The phrasing turns them into characters, like something out of one of his own novels, and in fact his oldest son once wrote that “the children of his brain were much more real to him at times than we were.” More real—or perhaps simply less ordinary. For Dickens’s actual children were rather ordinary. None of them had his energy or will, let alone his genius, and Gottlieb’s success lies in showing us the varying ways in which they tried to make a life in their father’s shadow. He devotes two chapters each to the Dickenses' nine surviving children (a 10th died in infancy) with the first taking them up to their father’s death in 1870, and the second pursuing them until their own. Taken as a whole, these deft miniature biographies by the former editor of The New Yorker offer a partial catalogue of the possibilities available to a prosperous and celebrated middle-class family in 19th-century England.

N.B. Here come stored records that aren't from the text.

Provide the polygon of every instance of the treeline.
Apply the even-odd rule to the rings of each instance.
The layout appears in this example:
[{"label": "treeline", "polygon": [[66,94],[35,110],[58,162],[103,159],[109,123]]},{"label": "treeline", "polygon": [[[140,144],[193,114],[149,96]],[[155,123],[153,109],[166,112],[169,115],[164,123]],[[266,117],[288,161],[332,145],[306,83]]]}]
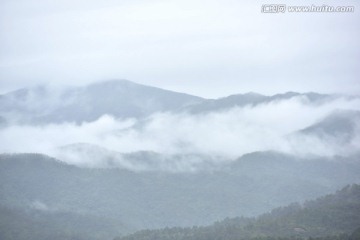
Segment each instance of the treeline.
[{"label": "treeline", "polygon": [[208,227],[143,230],[116,240],[359,240],[359,227],[360,185],[351,185],[253,219],[225,219]]}]

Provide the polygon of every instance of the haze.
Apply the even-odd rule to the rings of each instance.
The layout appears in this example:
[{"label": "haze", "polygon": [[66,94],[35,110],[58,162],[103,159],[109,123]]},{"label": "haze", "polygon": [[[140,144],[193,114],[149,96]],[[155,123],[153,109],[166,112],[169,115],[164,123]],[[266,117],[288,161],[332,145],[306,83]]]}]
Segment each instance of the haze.
[{"label": "haze", "polygon": [[113,78],[210,98],[360,92],[358,1],[340,14],[262,14],[265,3],[3,0],[0,92]]}]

The oldest boy, Charley, went to Eton but then floundered before settling at thirty into the family business; not novels, but a weekly magazine called All the Year Round, of which he eventually became the editor. Most of the other boys were educated at a cheaper school across the Channel in Boulogne; good French was one of Dickens’s requirements, whatever else they might do. One son then received an army commission, and another went to the navy; a third finally became a Mountie in the Canadian west. Two more emigrated to Australia. The eldest daughter, Mamie, was a good amateur pianist, the kind of accomplishment that genteel families valued in their daughters. But she never married, drank too much, and devoted herself to her father’s memory.

The younger Kate, in contrast, turned her own schoolgirl training with a paintbrush into a career. She served as a model for John Everett Millais, and eventually married a fellow-painter; she herself concentrated on portraits of children, and her own canvases sold well. Just one of the boys knew a comparable success. Henry was the only one of Dickens’s children to go to university, and the novelist was at first wary of the expense, writing that “if he fails to set to in earnest, I shall take him away.” But Henry did set to, became a prosperous barrister, and then later a judge. He was also conspicuously happy in his marriage, and Kate thought he was the only one of her siblings who seemed “really quite sane.”

Dickens died young, at 58, worn out from overwork, from the sheer strain of being himself. Both Mamie and Henry wrote idealizing memoirs of him, but by the time of his death the novelist himself had shredded the fabric of his own domestic life. In his mid-40s the author of so many happy fireside scenes grew tired of his wife. Her family had once been more established than his own, and their marriage, when he was just 24, had given him a step up. Yet he no longer saw her as his equal. He was one of the most famous men in England, but after 10 children and a series of post-partum depressions Catherine had grown fat, tired, and dull. So at least he thought, and then he met a young actress named Ellen Ternan, a girl the same age as Kate.

He always maintained that Ellen was not his mistress, but most biographers now believe he was lying, and that they had a son who died in infancy. What’s beyond doubt is that in 1858 Dickens publicly repudiated his wife, announcing their separation in an open letter to the newspapers in which he declared that she was both an unloving and an unloved mother; “the cruelest of his slanders,” in Gottlieb’s words, “and completely unmerited.” Dickens then demanded that the children live with him, not her. Victorian fathers could do that. Mothers had few rights, and Kate wrote that “the affair brought out all that worst—all that was weakest in him. He did not care a damn what happened to any of us.” Magicians can be wonderful, but the more powerful they are the more they must be feared, and their spells, as Robert Gottlieb reminds us, can be almost impossible to break. Dickens’s children may have disappointed him, but he almost always got what he wanted, and when he died Kate joined her siblings in summoning Ellen Ternan to his deathbed.